I hang my hat on historical records as well:
Egyptian Darkness
Five years earlier, few would have predicted the Cane Ridge revival. Since the American Revolution, Christianity had been on the decline, especially on the frontier. Sporadic, scattered revivals—in Virginia in 178788, for example—dotted the landscape, but they were short-lived. Religious indifference seemed to be spreading.
On a trip to Tennessee in 1794, Methodist bishop Francis Asbury wrote anxiously about frontier settlers, “When I reflect that not one in a hundred came here to get religion, but rather to get plenty of good land, I think it will be well if some or many do not eventually lose their souls.”
Andrew Fulton, a Presbyterian missionary from Scotland, discovered in Nashville and in “all the newly formed towns in this western colony, there are few religious people.” The minutes of the frontier Transylvania Presbytery reveal deep concern about the “prevalence of vice & infidelity, the great apparent declension of true vital religion in too many places.”

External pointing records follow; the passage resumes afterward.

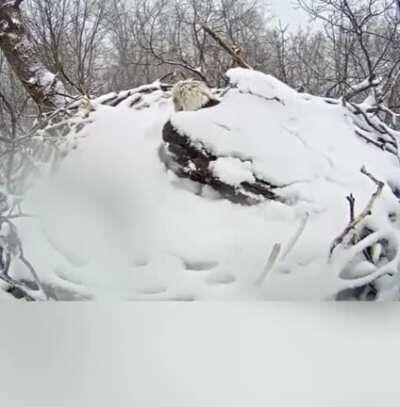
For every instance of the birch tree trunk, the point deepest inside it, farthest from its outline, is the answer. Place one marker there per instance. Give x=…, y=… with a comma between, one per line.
x=42, y=85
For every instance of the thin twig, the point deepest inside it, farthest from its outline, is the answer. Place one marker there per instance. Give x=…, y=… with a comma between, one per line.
x=270, y=263
x=229, y=49
x=366, y=212
x=296, y=236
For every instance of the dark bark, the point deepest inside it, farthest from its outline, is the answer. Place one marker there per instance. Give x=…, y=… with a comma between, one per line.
x=43, y=86
x=187, y=161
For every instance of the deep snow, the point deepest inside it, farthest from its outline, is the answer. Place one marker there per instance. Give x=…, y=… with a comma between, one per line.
x=113, y=223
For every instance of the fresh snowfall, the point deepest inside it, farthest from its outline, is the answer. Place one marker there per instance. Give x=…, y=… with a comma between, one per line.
x=112, y=217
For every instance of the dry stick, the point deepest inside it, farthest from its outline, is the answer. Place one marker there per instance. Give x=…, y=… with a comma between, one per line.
x=229, y=49
x=270, y=263
x=296, y=237
x=367, y=211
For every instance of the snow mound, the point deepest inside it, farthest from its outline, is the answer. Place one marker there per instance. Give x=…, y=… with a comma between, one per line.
x=113, y=223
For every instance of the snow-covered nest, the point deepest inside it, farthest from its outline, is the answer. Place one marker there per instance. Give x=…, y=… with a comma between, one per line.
x=113, y=223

Rampant alcoholism and avaricious land-grabbing were matched by the increasing popularity of both universalism (the doctrine that all will be saved) and deism (the belief that God is uninvolved in the world). Methodist James Smith, traveling near Lexington in the autumn of 1795 feared that “the universalists, joining with the Deists, had given Christianity a deadly stab hereabouts.”
Hyperbole, perhaps. Still, during the six years preceding 1800, the Methodist Church—most popular among the expanding middle and lower classes—declined in national membership from 67,643 to 61,351. In the 1790s the population of frontier Kentucky tripled, but the already meager Methodist membership decreased.
Churches and pastors did not merely wring their hands; they clasped them in prayer—at prayer meetings, at worship, and at national conventions. In 1798 the Presbyterian General Assembly asked that a day be set aside for fasting, humiliation, and prayer to redeem the frontier from “Egyptian darkness.”
Church discipline was thrown into high gear. Church minute books record those excluded from fellowship for alcoholism, profanity, mistreatment of slaves, and sexual immorality. Some congregations were so exacting, they decimated their ranks. No matter, they said; sinning had to be stopped in order that God might again bless.